Para contrarrestar estos números, se puede tener en cuenta hoy más de 5,5 millones de personas con un patrimonio de más de un millón de dólares, cuyas fortunas combinadas llegan a los 26.1 billones de dólares. Sólo en la ciudad de Nueva York viven más de 1200 millonarios y cerca de un centenar de ellos son catalogados como “multimillonarios”…
En este escenario de contradicciones y disparidades, el principal desafío que tiene por delante el nuevo gobierno de Donald Trump será institucionalizar una corriente política que hasta ahora está centrada, únicamente, en su propia persona.
El movimiento MAGA (Make America Great Again), una denominación que remite a la época dorada del partido Republicano de la era Reagan, hoy es un puente estratégico no sólo para ampliar la base de seguidores del caudillo sino también para ir avanzando en un futuro trasvasamiento generacional.

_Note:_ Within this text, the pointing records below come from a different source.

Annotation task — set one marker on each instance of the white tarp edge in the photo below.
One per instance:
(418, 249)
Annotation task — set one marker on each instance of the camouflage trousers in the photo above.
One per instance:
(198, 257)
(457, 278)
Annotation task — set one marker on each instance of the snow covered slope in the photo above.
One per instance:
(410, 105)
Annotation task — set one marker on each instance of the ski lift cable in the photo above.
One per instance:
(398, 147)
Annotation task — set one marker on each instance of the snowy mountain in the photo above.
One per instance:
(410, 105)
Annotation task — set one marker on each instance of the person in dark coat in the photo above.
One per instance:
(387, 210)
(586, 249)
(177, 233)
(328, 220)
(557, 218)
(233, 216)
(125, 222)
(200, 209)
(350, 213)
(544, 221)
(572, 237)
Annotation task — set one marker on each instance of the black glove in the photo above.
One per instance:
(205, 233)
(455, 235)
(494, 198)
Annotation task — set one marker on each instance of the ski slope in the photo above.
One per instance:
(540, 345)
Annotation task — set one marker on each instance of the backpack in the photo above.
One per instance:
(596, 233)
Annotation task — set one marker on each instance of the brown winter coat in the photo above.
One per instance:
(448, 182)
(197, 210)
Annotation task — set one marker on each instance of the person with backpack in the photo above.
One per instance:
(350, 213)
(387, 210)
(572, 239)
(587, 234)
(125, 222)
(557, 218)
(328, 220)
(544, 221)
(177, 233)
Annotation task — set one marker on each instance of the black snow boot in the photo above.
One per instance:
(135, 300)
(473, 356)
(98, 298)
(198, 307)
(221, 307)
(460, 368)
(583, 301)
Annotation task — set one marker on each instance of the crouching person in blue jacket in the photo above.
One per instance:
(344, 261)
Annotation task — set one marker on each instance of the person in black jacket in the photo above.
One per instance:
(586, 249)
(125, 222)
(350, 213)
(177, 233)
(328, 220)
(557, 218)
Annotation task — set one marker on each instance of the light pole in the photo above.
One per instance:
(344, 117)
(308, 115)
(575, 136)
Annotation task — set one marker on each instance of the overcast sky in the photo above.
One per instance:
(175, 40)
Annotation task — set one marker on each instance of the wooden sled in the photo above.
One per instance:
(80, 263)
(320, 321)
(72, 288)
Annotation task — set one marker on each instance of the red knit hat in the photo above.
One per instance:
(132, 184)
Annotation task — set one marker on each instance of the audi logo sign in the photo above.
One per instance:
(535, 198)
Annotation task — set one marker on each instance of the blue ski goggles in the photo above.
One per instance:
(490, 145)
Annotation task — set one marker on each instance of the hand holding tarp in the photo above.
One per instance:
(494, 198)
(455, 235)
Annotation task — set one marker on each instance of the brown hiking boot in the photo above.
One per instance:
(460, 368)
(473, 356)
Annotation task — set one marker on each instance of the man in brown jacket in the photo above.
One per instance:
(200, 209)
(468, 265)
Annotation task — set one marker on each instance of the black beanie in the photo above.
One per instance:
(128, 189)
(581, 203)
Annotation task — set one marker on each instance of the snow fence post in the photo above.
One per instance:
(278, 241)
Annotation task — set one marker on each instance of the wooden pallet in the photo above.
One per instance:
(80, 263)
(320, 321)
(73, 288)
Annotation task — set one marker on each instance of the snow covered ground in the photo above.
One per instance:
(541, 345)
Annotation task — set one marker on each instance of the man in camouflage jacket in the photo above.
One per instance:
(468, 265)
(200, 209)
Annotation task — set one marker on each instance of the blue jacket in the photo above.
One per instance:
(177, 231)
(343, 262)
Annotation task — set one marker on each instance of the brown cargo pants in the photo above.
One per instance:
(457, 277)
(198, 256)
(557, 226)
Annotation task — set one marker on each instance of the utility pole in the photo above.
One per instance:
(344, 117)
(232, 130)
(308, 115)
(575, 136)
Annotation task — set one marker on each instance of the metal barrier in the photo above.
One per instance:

Mientras tanto, organizaciones como Heritage Foundation, a través del anunciado “Project 2025”, procurará redefinir las bases del Estado, y del sistema político a partir de los requerimientos del trumpismo, en lo que promete ser la lucha final contra el fantasmático “Deep State”, el “Estado profundo” de burócratas y funcionarios capaz de controlar los más íntimos dispositivos del poder.
Una vez más, el poderoso presidente se victimizará ante amenazas inexistentes y sabotajes imaginarios para, de ese modo, fortalecer sus alianzas políticas y empresariales, proyectar sus ambiciones y deseos, e intentar debilitar al extremo a opositores y antagonistas.

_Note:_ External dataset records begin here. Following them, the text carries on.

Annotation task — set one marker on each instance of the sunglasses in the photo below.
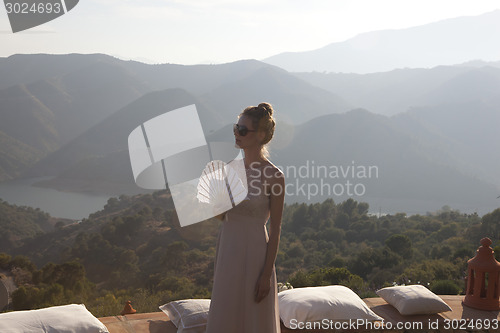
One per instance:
(242, 129)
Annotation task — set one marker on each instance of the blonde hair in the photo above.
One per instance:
(262, 121)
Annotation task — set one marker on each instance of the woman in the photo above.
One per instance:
(244, 294)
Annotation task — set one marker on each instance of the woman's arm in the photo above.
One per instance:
(277, 199)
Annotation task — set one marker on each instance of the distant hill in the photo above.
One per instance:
(399, 90)
(415, 168)
(446, 42)
(49, 100)
(111, 135)
(295, 100)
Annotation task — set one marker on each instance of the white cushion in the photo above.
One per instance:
(315, 304)
(414, 299)
(188, 315)
(73, 318)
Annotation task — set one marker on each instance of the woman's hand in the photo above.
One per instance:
(262, 287)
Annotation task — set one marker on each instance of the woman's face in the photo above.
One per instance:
(251, 139)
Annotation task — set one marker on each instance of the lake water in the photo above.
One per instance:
(58, 204)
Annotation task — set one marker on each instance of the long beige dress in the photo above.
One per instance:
(240, 257)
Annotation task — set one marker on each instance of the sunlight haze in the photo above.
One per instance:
(200, 32)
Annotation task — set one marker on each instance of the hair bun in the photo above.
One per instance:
(267, 108)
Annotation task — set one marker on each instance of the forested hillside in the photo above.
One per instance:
(135, 249)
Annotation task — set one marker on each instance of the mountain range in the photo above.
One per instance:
(430, 134)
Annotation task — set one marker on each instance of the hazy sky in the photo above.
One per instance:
(217, 31)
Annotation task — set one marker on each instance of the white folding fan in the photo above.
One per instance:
(220, 186)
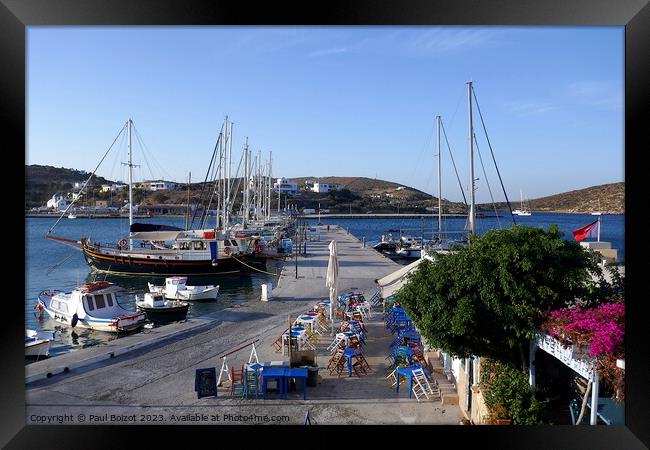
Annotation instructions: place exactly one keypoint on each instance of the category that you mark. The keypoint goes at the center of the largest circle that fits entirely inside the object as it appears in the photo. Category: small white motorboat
(37, 343)
(176, 288)
(92, 305)
(159, 310)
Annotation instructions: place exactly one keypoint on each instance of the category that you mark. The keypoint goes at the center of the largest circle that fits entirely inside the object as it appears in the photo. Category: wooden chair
(277, 344)
(393, 376)
(237, 383)
(358, 368)
(338, 354)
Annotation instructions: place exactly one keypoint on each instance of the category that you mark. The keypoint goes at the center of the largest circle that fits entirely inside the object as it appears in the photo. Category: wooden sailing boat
(524, 211)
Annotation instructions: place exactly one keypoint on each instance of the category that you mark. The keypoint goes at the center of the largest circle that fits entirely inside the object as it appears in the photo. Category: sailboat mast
(470, 134)
(187, 219)
(246, 185)
(130, 186)
(439, 180)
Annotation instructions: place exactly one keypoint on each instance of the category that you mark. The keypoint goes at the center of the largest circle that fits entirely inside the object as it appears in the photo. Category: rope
(255, 268)
(86, 183)
(486, 181)
(493, 159)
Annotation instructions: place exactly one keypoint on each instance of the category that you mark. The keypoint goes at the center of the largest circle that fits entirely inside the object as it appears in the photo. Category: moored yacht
(92, 305)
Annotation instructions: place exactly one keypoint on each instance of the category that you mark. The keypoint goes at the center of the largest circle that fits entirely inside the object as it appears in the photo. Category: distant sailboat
(597, 213)
(524, 211)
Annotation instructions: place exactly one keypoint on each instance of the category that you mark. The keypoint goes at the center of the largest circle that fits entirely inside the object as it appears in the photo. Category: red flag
(581, 233)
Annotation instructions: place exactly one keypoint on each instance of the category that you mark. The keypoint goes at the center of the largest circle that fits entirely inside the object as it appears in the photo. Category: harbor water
(52, 265)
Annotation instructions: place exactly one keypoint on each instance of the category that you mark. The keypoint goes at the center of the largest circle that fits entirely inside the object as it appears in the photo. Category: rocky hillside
(41, 182)
(606, 198)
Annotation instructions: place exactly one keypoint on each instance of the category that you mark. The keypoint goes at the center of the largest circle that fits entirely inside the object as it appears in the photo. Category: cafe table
(350, 353)
(407, 371)
(274, 373)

El caudillo iniciará su segundo mandato con 78 años. Frente a cualquier imprevisto, la sucesión estará asegurada con el vicepresidente electo J. D. Vance, senador, empresario y, por sobre todas las cosas, un cuadro de MAGA, con un ideario todavía más radicalizado que el del propio Trump.

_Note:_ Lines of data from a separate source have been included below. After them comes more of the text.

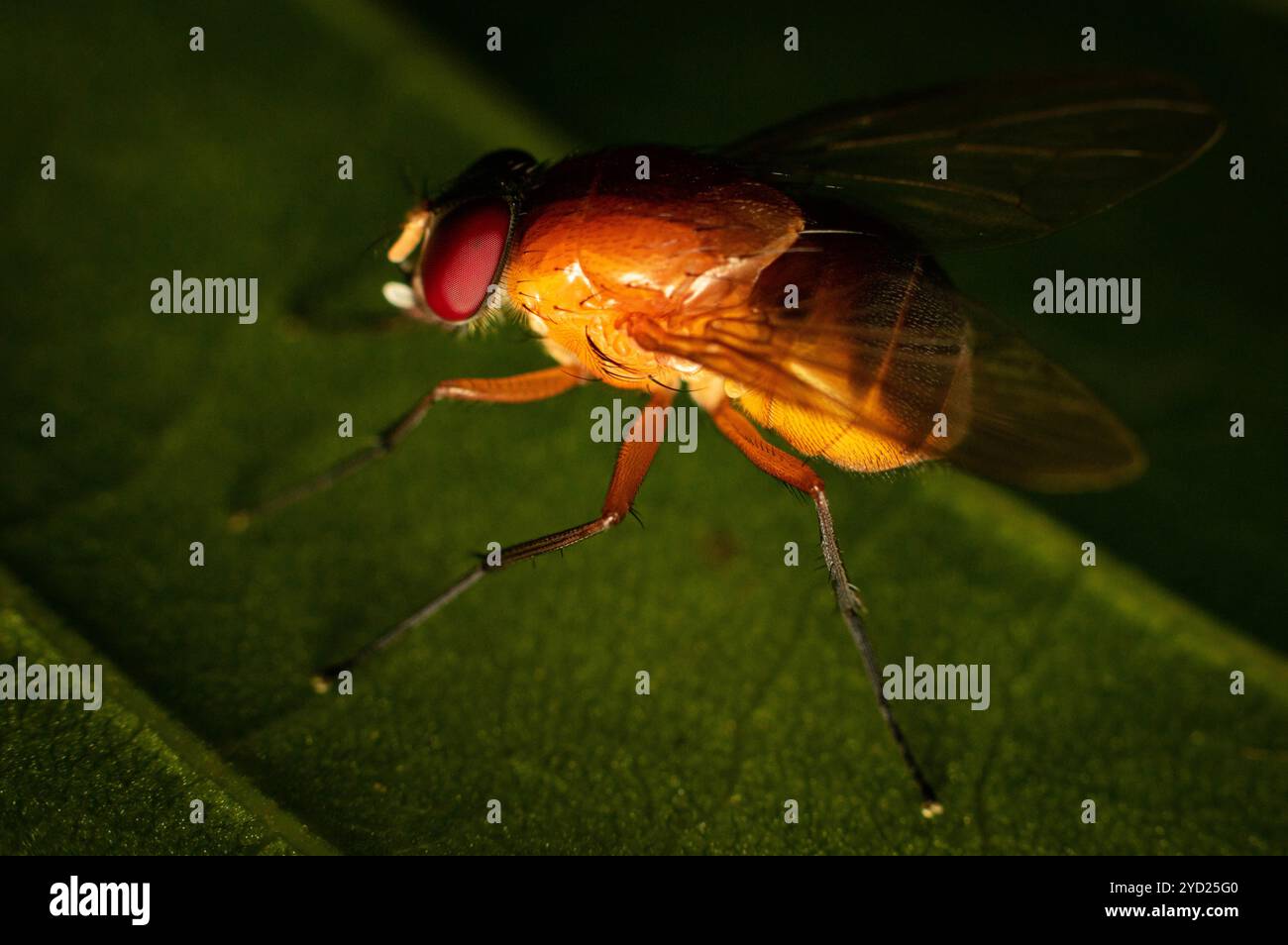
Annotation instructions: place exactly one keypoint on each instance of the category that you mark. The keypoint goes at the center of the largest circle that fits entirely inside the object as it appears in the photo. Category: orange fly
(675, 279)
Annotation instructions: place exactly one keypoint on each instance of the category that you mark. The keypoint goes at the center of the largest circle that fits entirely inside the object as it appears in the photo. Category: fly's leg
(536, 385)
(632, 464)
(787, 469)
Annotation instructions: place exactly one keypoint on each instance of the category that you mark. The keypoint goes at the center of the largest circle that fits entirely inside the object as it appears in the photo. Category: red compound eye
(463, 257)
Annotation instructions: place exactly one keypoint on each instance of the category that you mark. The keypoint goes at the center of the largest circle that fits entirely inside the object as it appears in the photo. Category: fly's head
(454, 250)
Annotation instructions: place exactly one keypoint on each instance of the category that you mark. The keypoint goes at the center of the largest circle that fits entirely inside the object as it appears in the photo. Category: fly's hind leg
(632, 463)
(787, 469)
(536, 385)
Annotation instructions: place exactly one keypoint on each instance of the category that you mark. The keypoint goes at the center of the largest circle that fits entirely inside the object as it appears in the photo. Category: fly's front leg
(536, 385)
(632, 464)
(787, 469)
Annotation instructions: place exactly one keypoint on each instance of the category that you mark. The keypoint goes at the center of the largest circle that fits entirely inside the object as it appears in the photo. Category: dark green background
(1108, 683)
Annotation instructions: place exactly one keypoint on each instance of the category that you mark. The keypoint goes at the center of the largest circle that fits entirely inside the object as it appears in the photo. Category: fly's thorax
(694, 235)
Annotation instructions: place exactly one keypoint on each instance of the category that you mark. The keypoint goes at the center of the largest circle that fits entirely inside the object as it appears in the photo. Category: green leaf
(223, 163)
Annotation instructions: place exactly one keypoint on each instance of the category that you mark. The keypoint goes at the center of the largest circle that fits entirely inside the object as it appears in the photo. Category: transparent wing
(883, 364)
(1025, 155)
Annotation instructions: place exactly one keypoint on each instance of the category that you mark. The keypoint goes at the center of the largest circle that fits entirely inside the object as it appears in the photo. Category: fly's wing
(1025, 155)
(883, 365)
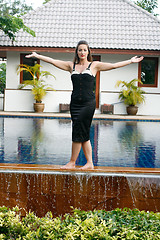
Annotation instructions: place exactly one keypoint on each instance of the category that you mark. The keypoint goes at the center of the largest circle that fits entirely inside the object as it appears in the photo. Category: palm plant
(38, 85)
(130, 93)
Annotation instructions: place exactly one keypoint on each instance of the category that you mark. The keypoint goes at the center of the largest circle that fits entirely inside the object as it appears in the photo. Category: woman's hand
(136, 59)
(32, 55)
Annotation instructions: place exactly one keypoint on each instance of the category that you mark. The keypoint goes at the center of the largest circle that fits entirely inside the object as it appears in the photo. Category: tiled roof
(108, 24)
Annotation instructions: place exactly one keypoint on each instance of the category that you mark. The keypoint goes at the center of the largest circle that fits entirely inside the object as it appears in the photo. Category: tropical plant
(98, 224)
(38, 85)
(130, 93)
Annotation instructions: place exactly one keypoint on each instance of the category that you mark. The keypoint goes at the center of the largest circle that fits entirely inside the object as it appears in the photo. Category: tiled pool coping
(67, 116)
(30, 167)
(57, 168)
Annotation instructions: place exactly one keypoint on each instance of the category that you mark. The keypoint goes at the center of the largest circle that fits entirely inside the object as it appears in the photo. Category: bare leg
(87, 149)
(76, 147)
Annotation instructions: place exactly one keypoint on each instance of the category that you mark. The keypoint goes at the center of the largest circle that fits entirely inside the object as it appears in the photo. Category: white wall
(1, 101)
(21, 100)
(109, 94)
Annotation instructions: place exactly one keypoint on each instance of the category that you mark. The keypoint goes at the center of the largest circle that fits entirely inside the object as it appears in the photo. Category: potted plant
(38, 84)
(131, 94)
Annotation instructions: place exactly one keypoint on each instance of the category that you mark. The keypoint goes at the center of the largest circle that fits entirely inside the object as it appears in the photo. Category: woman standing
(82, 106)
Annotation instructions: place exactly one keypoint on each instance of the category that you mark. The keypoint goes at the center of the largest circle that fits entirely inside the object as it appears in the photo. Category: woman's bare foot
(70, 165)
(87, 166)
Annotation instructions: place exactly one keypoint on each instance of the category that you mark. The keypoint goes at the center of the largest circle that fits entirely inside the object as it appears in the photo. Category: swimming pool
(48, 141)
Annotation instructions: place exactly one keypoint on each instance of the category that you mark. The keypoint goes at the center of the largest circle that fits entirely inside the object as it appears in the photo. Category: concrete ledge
(57, 168)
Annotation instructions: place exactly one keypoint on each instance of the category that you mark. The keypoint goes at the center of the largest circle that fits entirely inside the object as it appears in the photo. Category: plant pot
(38, 107)
(132, 110)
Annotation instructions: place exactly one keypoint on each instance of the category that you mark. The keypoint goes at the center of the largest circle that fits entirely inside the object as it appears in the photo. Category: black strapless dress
(82, 104)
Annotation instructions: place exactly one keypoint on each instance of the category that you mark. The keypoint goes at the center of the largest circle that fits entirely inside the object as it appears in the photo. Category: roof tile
(103, 23)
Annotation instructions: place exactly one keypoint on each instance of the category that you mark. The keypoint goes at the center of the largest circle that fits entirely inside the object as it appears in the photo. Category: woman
(82, 106)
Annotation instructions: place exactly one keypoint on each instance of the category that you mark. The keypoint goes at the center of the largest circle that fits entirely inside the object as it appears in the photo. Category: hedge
(98, 224)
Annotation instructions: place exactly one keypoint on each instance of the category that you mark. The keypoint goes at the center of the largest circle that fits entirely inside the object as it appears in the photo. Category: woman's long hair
(76, 58)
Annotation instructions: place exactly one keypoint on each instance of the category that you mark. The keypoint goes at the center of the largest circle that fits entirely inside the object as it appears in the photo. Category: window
(148, 72)
(28, 61)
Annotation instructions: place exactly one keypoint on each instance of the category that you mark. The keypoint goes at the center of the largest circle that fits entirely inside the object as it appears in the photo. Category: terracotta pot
(132, 110)
(38, 107)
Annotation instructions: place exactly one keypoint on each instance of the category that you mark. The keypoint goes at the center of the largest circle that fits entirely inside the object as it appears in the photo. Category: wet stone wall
(57, 192)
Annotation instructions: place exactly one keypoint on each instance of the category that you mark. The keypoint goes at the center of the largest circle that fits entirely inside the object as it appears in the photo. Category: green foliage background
(98, 224)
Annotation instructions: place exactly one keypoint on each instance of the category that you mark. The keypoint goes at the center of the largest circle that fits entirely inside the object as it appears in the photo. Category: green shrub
(81, 225)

En este escenario de incertidumbre algo está claro: el fin de lo que muchos aun consideran como el “excepcionalismo estadounidense”. Esa falsa idea, sustentada en una falsa superioridad, en la que Estados Unidos es, necesariamente, distinto a otros países (y, obviamente, a América Latina).
El trumpismo no sólo llegó para quedarse. Hoy ya se encuentra plenamente arraigado y, por ende, moldeará las formas de la política, de la cultura y de la democracia, en las próximas décadas, en Estados Unidos, pero también en buena parte del mundo.